В продолжение всего времени Ушаков стоял навытяжку, тогда как Бирон сидел в своих высоких герцогских креслах, хотя Ушакову в то время было лет около семидесяти. Но старый петровский служака вида не подал, что это для него тяжело или обидно. Он стоял перед ним так, как не позволил бы себе требовать такой стоянки даже от своего крепостного лакея.
Бирону наконец самому стало совестно.
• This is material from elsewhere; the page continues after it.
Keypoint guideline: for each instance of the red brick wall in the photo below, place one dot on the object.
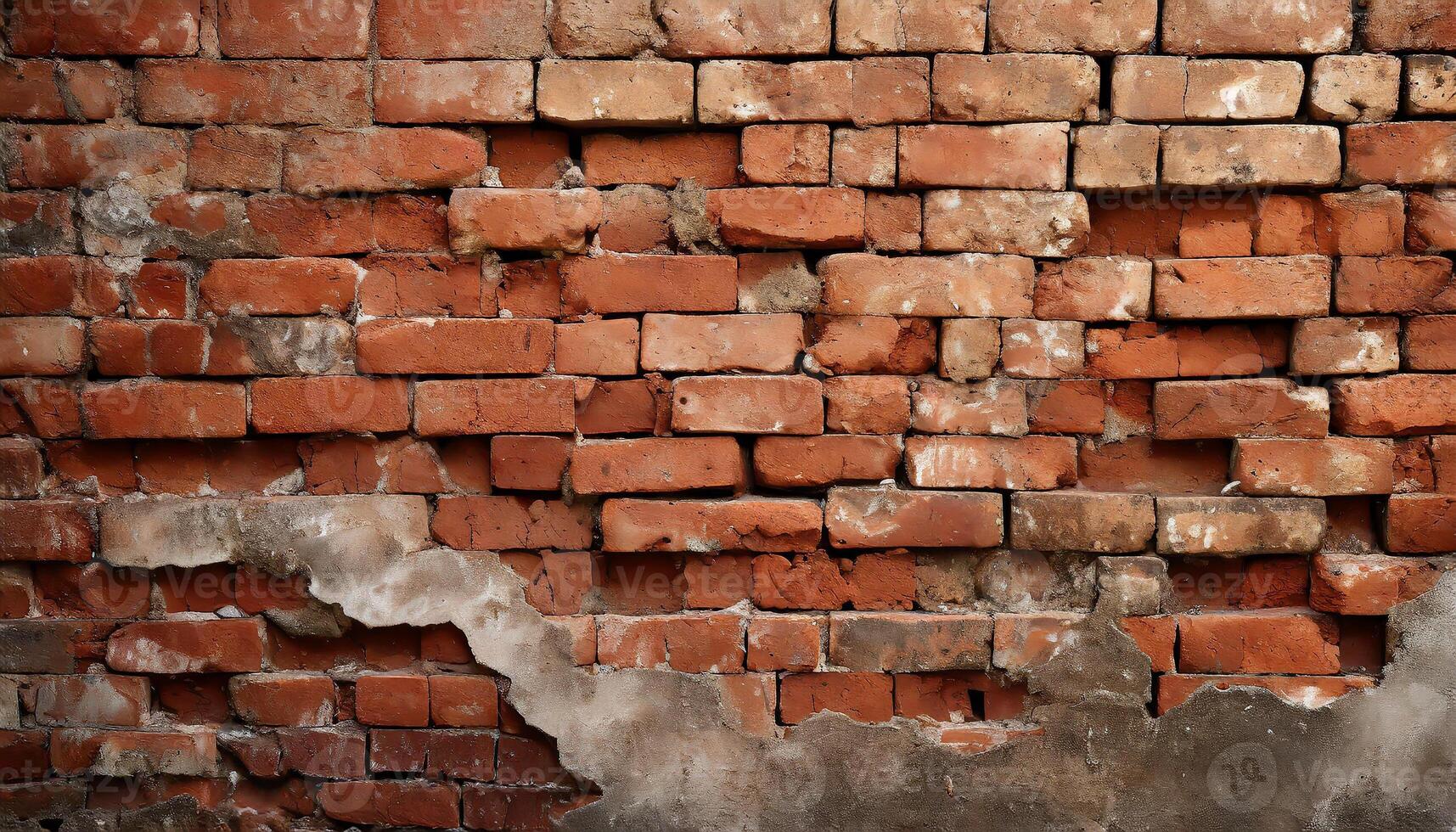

Несмотря на всё нахальство, на всю низость обычаев и понятий этой польско-немецкой полушляхты, этих княжеских дворецких и маршалов в домах и дворах польских магнатов и немецких баронов, из среды которой вышел Бирон, он понял, что неподобающе отнёсся к старому, заслуженному генералу, тем более что этот генерал нужен. От него зависят допросы, стало быть, и раскрытие тех подпольных интриг, которых Бирон всего более боялся. «Для этих допросов, — думал про себя Бирон, — он незаменим по своему хладнокровию и навыку».
— Садись, Андрей Иванович, побеседуем! — сказал Бирон, стараясь держать себя на высоте владетельной особы.
Но Ушаков сделал вид, что не слышал последних слов, и остался в прежней позе.
Тогда Бирон почувствовал сам неловкость своего положения. Повторить своих слов ему не хотелось, а между тем не хотелось и отпустить старика в таком виде, что он может считать себя обиженным. Он решился вывернуться из этого положения лакейской фамильярностью. Подойдя к Ушакову, он взял его шляпу и проговорил:
— Идём завтракать, Ушаков; успокой герцогиню, скажи, что ничего особого нет, и всё спокойно.
Но спокойно не было.
— До чего мы дожили? — говорил Аргамаков, поручик Преображенского полка. — Позор! Всё русское царство на позор отдали! Лучше бы сам заколол себя, а не допустил бы до такого стыда нашего. И хоть бы жилы из меня тянуть стали, я говорить это не перестану.
На другой день Ушаков и тянул у него жилы, спрашивая у него, когда тот висел уже на дыбе, кто его подучал да с кем говорил. Аргамаков молчал.
С спокойной, даже как бы с соболезнующей улыбкой Ушаков приказал дать ему встряску и три удара. И когда в страшных болях в вывернутых руках, в нервных судорогах Аргамаков застонал, то Ушаков спросил опять:
— Говори, любезный Аргамаков, не мучь ни себя, ни нас; зачем ты говорил, когда тебя никто не подучал и ты ни для кого не старался?